2022 Honda Civic Si: Keeper of the Flame

Tim Healey
by Tim Healey
2022 honda civic si keeper of the flame

The next Honda Civic Si is here, and on paper, it seems to keep the flame going nicely.

Not just in terms of performance specs, but also in terms of how the Si tends to differentiate itself from other Civics. This Si appears to be similar to the previous-gen car in terms of how it’s set apart from the lineup.

Well, there is one difference — the car appears to offer a bit more in terms of niceties, when it comes to comfort and convenience features, than previous versions.

For example, Si is offered with a 9-inch touchscreen for infotainment, wireless Apple CarPlay and Android Auto, and Bose audio system as standard.

Ah, but you care about the performance stuff.
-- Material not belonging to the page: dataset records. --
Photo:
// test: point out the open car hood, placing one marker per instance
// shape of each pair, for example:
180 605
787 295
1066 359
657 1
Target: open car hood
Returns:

Here it is: An updated 1.5-liter turbocharged four-cylinder (2oo horsepower, 192 lb-ft of torque) with a lighter flywheel and what Honda claims are broader power curves, suspension changes that are meant to improve both ride and handling, a 60-percent stiffer torsion bar for the steering system, a short-throw 6-speed manual transmission that uses the same rev-matching system as the Civic Type R, a limited-slip differential, and a new drive mode that customizes settings for the individual driver.

Of course, the Si wouldn’t be the Si without certain appearance and styling bits. In this case, it means a more aggressive front bumper and a rear bumper that’s been changed to show off the exhaust tips. There’s a front spoiler hidden under the car and a black rear spoiler in plain sight. Gloss-black trim adorns the sideview mirrors and window surrounds, and LED head- and taillights are standard. The standard 18-inch wheels are matte black with 10 spokes, and a new orange color is available for Sis — and only Sis.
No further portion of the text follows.